Over the years, Mayor Daley emerged as a champion on gay and lesbian issues. He engineered $5.4 million in loans and subsidies for the Center on Halsted, the Midwest’s first permanent community center for lesbian, gay, bisexual and transgender people.
Daley appointed gay department heads and Chicago’s first openly gay alderman and extended health benefits to registered live-in partners of gay and lesbian city employees. He welcomed the 2006 Gay Games, increased city support for AIDS funding and established the LGBT Hall of Fame.
On Friday, Emanuel promised to build on the legacy of his political mentor — by securing pension benefits, championing gay marriage, mandating diversity training for police officers and firefighters and “changing the culture” that tolerates bullying against gay students in the Chicago Public Schools. His three major rivals — Gery Chico, Carol Moseley Braun and Miguel del Valle — have all made similar claims.
Emanuel outlined his gay agenda promises after getting a hero’s welcome at the Center on Halsted built with help from a $1.25 million federal earmark that he helped secure during his days in Congress.
Gay rights activists who helped elect President Obama once held the former White House chief-of-staff responsible for initially ignoring their agenda. But now that the military’s “Don’t Ask, Don’t Tell” policy has been repealed, all is apparently forgiven.

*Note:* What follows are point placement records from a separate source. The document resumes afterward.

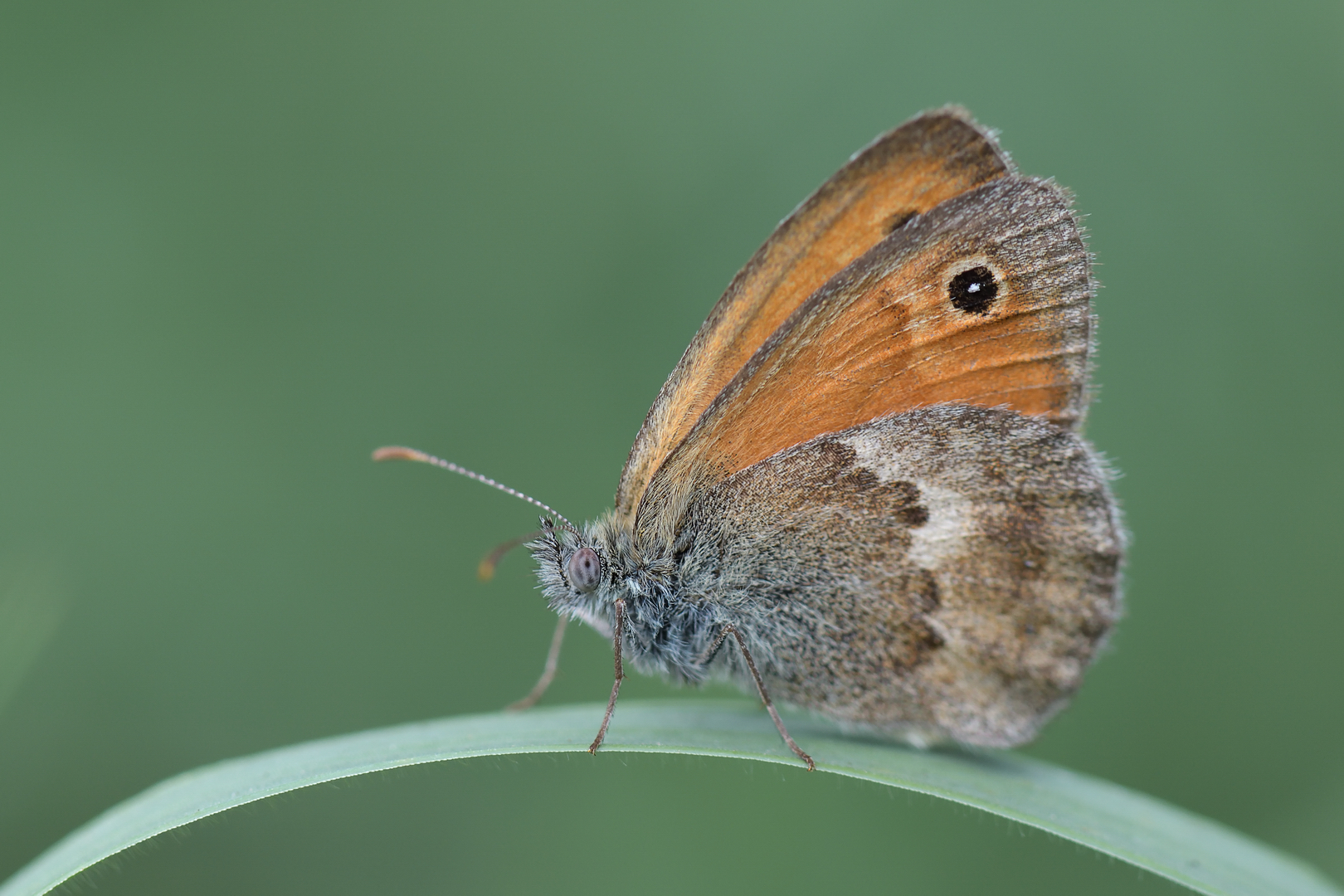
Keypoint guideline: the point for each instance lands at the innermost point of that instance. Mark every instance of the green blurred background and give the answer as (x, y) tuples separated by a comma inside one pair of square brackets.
[(241, 245)]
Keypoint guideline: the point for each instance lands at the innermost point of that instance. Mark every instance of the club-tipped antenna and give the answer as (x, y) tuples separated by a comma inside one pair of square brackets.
[(398, 453)]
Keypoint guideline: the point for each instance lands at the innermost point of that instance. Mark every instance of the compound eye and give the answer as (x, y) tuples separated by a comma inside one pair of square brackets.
[(585, 570)]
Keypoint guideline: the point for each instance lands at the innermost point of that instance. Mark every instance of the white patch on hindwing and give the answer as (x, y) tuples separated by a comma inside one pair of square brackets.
[(951, 512)]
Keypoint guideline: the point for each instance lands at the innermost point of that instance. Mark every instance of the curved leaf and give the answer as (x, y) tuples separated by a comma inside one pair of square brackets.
[(1142, 830)]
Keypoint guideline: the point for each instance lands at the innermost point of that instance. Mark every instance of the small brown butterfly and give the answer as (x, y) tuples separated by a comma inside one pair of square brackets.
[(867, 469)]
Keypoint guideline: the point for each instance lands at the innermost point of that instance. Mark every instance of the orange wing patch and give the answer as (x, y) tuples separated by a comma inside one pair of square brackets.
[(902, 173), (981, 301)]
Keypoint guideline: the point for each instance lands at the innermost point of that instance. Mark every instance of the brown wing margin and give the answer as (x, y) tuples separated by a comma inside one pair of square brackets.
[(884, 336), (903, 173)]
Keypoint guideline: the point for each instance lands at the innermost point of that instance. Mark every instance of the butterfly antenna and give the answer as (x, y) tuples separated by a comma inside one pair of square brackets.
[(485, 571), (397, 453)]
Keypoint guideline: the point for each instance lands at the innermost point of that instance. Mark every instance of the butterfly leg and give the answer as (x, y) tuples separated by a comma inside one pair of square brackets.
[(553, 663), (620, 676), (765, 694)]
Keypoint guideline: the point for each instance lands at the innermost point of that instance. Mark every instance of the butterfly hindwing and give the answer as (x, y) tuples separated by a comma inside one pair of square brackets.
[(947, 571)]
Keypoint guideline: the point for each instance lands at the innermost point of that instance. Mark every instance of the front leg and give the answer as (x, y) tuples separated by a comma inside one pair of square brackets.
[(765, 696)]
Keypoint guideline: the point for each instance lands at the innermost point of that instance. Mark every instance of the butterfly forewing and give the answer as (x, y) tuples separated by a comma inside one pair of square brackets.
[(903, 173), (981, 301)]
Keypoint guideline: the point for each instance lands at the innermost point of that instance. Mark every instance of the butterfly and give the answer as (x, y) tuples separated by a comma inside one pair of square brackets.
[(864, 489)]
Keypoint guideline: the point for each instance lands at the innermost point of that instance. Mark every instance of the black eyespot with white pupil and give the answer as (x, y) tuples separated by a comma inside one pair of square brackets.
[(973, 290), (585, 570)]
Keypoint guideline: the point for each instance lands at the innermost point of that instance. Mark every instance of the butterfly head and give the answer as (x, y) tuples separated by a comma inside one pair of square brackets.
[(585, 571)]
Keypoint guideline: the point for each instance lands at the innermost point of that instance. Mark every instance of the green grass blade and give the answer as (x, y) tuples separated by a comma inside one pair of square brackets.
[(1142, 830)]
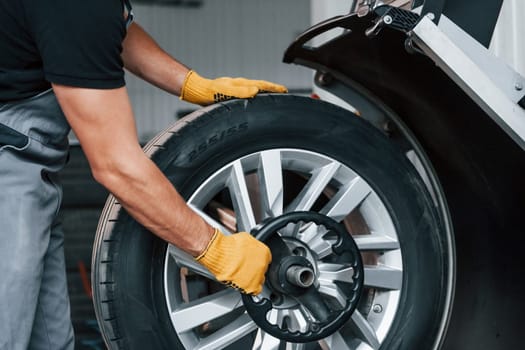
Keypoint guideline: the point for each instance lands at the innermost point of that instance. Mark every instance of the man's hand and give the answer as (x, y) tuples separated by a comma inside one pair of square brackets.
[(239, 261), (202, 91)]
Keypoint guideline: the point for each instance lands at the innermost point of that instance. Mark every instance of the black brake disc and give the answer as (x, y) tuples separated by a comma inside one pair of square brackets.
[(293, 276)]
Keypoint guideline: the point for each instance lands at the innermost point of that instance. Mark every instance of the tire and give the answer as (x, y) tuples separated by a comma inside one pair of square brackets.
[(147, 294)]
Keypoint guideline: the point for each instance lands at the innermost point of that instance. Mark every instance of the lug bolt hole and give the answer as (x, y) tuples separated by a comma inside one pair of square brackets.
[(299, 251)]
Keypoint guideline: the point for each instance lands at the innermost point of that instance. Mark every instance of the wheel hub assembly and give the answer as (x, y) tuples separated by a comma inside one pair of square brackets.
[(292, 279)]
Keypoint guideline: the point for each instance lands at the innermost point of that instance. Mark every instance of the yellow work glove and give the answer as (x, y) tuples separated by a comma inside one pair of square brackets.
[(239, 261), (202, 91)]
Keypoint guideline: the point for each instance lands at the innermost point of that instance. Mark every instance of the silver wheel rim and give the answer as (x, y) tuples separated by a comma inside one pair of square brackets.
[(256, 188)]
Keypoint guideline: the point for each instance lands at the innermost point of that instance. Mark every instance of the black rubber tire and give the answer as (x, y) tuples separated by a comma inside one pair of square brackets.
[(128, 261)]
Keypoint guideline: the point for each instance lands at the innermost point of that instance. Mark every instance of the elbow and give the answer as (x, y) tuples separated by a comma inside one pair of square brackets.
[(107, 176)]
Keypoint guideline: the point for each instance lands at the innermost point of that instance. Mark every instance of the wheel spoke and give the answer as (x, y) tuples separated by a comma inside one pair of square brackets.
[(228, 334), (211, 221), (184, 259), (330, 273), (335, 342), (375, 242), (313, 188), (347, 199), (271, 181), (240, 198), (334, 291), (200, 311), (364, 330), (383, 277), (265, 341)]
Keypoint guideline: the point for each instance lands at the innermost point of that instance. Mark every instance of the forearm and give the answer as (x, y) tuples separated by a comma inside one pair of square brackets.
[(152, 200), (145, 58), (103, 122)]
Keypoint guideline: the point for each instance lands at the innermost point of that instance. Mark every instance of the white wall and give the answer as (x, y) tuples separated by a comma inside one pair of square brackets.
[(221, 38), (509, 38)]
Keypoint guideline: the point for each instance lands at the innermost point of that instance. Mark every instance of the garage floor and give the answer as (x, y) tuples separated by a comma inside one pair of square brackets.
[(83, 202)]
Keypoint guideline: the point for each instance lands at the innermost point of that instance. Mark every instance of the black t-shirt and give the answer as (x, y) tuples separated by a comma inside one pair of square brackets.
[(68, 42)]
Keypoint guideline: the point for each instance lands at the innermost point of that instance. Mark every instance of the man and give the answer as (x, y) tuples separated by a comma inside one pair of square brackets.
[(61, 66)]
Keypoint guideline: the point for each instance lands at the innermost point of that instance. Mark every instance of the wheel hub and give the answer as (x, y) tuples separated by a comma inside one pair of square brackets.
[(292, 281)]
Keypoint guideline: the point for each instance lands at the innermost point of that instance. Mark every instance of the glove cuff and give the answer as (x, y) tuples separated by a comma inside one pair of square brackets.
[(194, 88), (213, 257)]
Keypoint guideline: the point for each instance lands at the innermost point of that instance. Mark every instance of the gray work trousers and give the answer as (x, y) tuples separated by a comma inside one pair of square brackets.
[(34, 303)]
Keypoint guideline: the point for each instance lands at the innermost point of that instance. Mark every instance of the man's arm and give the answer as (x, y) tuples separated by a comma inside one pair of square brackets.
[(143, 57), (104, 124)]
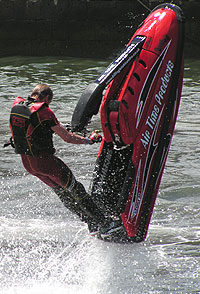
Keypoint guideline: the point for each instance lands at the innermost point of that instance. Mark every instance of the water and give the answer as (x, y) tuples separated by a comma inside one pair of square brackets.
[(45, 249)]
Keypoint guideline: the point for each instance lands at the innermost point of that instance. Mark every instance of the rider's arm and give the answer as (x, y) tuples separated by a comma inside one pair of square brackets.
[(70, 137)]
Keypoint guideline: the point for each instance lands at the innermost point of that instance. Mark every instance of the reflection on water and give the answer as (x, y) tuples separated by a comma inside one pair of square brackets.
[(45, 249)]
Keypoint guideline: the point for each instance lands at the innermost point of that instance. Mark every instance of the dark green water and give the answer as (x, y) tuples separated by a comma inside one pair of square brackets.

“Over 200 members ... joined the LGBT Committee for Rahm. ... That suggests to me that there is no real residual concern or blame assignment going on with respect to, ‘Don’t Ask, Don’t Tell,’” said Robert Kohl, co-founder of the Center on Halsted. “There may have been frustration that it didn’t happen quickly enough. In our community, there’s always frustration that so many things don’t happen quickly enough. But nothing happens at all if we don’t have champions in government and we have an excellent champion in Rahm Emanuel.”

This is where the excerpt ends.